Sore yang tentram, seperti anak senja pada umumnya, tiba-tiba saya teringat materi pelajaran waktu SMP dulu. Tak disangka, memori saya berputar waktu dahulu duduk di kelas mendengarkan Bu Guru berbicara tentang salah satu kesenian. Karena kebetulan saya tinggal di Cirebon, saya masih ingat Beliau bercerita dengan antusias makna dan filosofis dari Tari Topeng Cirebon.
Saya pun lantas meneliti kembali, dan sekali lagi kagum akan hebatnya pendahulu kita membangun sebuah kesenian yang sarat akan makna. Seakan tujuan akhir seni bukan hanya hiburan semata, tetapi juga nilai kehidupan yang cukup patut diaplikasikan.

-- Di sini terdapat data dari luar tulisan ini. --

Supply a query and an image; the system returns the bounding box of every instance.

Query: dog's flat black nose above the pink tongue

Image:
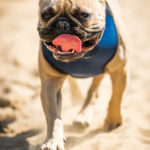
[56,20,70,30]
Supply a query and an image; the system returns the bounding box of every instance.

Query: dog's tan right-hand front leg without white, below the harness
[104,68,127,130]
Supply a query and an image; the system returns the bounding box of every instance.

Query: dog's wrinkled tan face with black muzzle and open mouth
[38,0,106,62]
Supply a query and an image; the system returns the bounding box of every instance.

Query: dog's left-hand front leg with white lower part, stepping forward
[41,77,64,150]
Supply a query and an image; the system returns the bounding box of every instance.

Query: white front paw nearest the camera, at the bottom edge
[40,138,64,150]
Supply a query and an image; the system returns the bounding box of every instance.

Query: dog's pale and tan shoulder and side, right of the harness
[106,0,129,72]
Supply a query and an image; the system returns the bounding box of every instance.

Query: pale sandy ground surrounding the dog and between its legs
[0,0,150,150]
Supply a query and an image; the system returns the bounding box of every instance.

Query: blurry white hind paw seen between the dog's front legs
[73,110,93,128]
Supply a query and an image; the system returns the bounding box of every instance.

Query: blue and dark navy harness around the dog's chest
[42,6,118,78]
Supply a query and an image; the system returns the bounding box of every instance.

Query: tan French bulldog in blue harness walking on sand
[38,0,127,150]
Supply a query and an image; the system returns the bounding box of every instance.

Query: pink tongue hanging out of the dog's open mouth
[52,34,82,53]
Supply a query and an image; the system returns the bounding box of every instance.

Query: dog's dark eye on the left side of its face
[41,7,55,21]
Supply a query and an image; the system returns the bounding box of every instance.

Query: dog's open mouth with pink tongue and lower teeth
[44,34,97,57]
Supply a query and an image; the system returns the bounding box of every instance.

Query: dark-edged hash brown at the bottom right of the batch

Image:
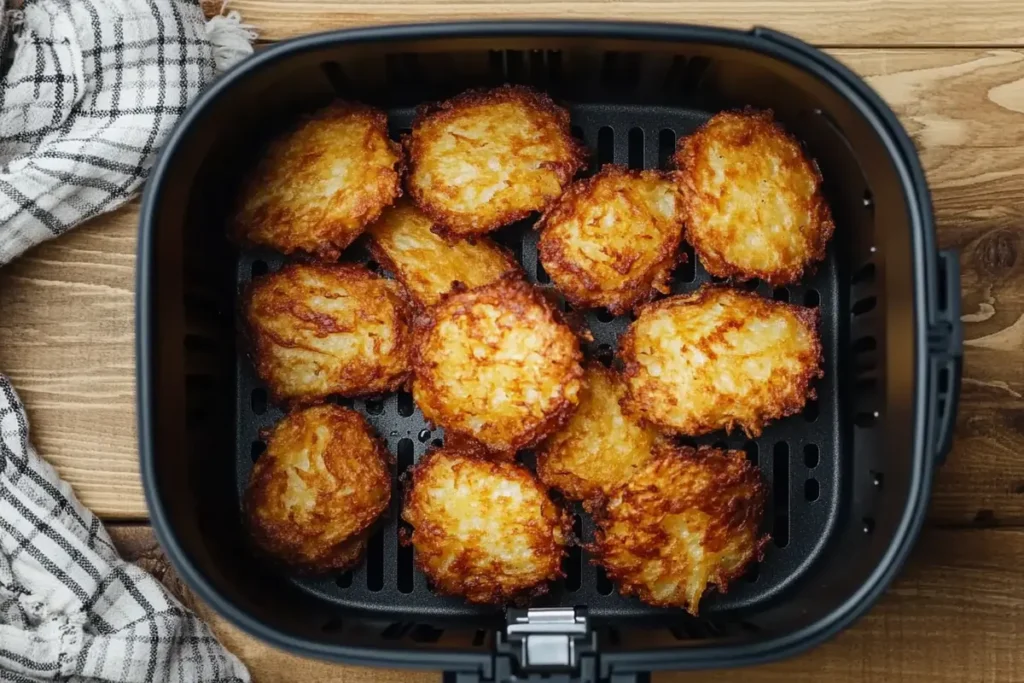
[588,445,768,615]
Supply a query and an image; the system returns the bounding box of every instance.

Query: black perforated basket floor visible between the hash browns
[236,104,844,623]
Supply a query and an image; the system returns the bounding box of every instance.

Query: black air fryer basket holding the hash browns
[137,23,962,681]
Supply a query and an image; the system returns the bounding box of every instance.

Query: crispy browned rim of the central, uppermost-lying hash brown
[412,276,584,458]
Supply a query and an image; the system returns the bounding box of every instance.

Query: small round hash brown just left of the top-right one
[537,165,684,315]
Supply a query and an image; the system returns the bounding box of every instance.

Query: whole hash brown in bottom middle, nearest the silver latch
[402,449,572,604]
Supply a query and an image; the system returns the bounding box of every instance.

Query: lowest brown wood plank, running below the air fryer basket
[110,525,1024,683]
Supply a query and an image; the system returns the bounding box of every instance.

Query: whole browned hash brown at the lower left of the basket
[245,404,391,571]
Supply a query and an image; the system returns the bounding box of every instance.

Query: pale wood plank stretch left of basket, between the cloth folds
[0,208,145,518]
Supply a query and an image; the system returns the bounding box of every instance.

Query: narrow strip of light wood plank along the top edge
[230,0,1024,46]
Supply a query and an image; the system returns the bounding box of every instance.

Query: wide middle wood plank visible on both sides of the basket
[0,49,1024,524]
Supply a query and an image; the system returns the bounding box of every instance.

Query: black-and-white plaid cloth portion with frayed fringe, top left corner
[0,0,251,265]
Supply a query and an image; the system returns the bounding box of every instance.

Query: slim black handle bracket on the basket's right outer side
[928,250,964,464]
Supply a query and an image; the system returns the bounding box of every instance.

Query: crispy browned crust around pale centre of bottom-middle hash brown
[401,443,573,604]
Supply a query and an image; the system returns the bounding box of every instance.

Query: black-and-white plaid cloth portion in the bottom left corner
[0,376,249,683]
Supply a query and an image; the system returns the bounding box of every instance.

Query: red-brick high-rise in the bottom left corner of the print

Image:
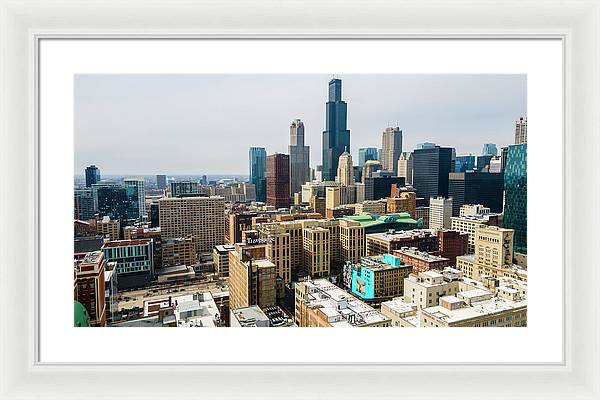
[75,251,106,326]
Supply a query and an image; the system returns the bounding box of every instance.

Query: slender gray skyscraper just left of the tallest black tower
[288,119,310,193]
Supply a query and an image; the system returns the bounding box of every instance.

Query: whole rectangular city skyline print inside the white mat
[72,71,536,332]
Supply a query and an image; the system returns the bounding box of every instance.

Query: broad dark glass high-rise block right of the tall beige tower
[413,146,454,201]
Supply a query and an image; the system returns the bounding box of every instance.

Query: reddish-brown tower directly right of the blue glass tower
[267,153,290,208]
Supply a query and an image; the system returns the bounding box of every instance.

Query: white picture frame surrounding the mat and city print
[0,0,600,399]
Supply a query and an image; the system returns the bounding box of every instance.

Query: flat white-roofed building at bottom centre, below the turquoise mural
[295,279,391,328]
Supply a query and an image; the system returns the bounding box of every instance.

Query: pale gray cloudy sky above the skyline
[74,74,527,175]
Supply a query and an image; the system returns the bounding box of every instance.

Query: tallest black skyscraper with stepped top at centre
[323,79,350,181]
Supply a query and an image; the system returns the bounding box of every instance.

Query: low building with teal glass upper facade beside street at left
[102,239,154,289]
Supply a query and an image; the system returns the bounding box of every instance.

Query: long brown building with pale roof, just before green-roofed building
[366,229,439,256]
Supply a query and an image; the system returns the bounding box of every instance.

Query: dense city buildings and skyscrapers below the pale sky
[73,76,527,328]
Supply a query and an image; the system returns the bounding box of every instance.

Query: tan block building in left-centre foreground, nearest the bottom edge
[229,243,277,308]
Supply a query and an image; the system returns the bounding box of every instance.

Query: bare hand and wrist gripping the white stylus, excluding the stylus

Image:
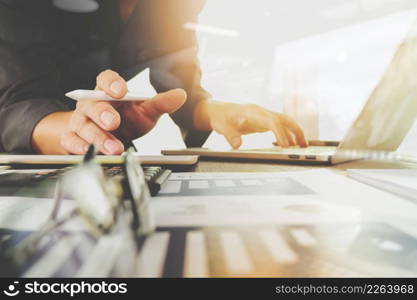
[32,70,186,154]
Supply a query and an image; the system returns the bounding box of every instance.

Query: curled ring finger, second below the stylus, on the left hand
[77,121,124,155]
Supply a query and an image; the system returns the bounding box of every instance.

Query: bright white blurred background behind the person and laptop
[129,0,417,154]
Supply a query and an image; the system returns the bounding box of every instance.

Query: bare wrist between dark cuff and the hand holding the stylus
[32,112,72,154]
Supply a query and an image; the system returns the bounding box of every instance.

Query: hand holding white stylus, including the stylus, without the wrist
[61,70,186,154]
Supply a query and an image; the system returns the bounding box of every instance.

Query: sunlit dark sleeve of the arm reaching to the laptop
[117,0,210,147]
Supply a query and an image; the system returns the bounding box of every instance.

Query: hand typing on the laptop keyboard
[194,101,308,149]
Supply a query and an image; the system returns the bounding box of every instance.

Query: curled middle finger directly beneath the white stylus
[77,101,121,131]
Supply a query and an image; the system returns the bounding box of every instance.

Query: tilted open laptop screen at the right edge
[340,17,417,151]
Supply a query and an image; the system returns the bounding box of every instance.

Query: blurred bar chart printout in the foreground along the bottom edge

Kembali ke Tari Topeng Cirebon, saya ingat Bu Guru berkata bahwa filosofi dari Tari Topeng Cirebon adalah alur kehidupan manusia dengan perkembangan watak yang berbeda, seperti kita yang melewati fase remaja hingga menjadi dewasa.
Topeng Panji yang dominan berwarna putih dan fitur wajah yang kecil menggambarkan kesucian tanpa noda, seperti bayi yang baru lahir. Fase kanak-kanak digambarkan dengan Topeng Samba yang memiliki gerakan lincah dan ceria. Masa remaja diwakili oleh Topeng Rumyang dengan watak terbuka dan halus.
Beralih ke Topeng Tumenggung yang menggambarkan sifat gagah, setia, dan berani dari seseorang yang dewasa. Sebaliknya, Topeng Klana menggambarkan angkara murka yang mengendalikan hawa nafsu manusia. Memang betul, bagi saya figur Topeng Klana cukup menakutkan dengan muka merah, kumis tebal, dan mata yang melotot.
Kesenian sebagai Media Diplomasi
Berdasarkan jurnal yang ditulis Lasmiyati (2011), Tari Topeng Cirebon sendiri muncul seiring dengan perkembangan agama Islam, khususnya di pulau Jawa. Sunan Gunung Jati yang kala itu dimusuhi Pangeran Welang, alih-alih melawan dengan kekerasan, beliau menggunakan kesenian sebagai jalan diplomasi.
Hasilnya, Pangeran Welang terpikat dengan penari topeng (Nyi Mas Gandasari) dan memutuskan untuk masuk Islam. Semenjak itu, Tari Topeng dikenal masyarakat dan menjadi salah satu media dakwah agama Islam.
Kesenian sebagai Media Penyebaran Agama
Tari Topeng Cirebon sendiri memiliki filosofi yang beriringan dengan nilai-nilai agama. Hal tersebut merupakan hasil dari pemikiran para Wali dalam menyebarkan Agama Islam di pulau Jawa, terutama di daerah Cirebon.
Kearifan Para Wali untuk mempertahankan budaya lama (Hindu-Budha) membuat agama Islam cukup diterima masyarakat pada kala itu.
Peralihan makna Tari Topeng Cirebon yang dapat dikatakan berhasil, menambah keyakinan saya betapa hebatnya tokoh dahulu. Penetrasi sebuah keyakinan dalam kesenian terbilang efektif untuk mencapai tujuan mereka. Bahkan, makna tersebut masih dipegang sampai sekarang (dalam hal akademik tentunya), entah di kehidupan sehari-hari.
Akhir kata, dari salah satu jurnal yang saya baca, makna sebuah kesenian bisa berubah sesuai dengan zamannya dan sesuai dengan orang yang memaknainya (Yuhanda 2019), lantas Tari Topeng Cirebon akan dimaknai seperti apa oleh kita? Terutama di era modern yang penuh distraksi dari notifikasi.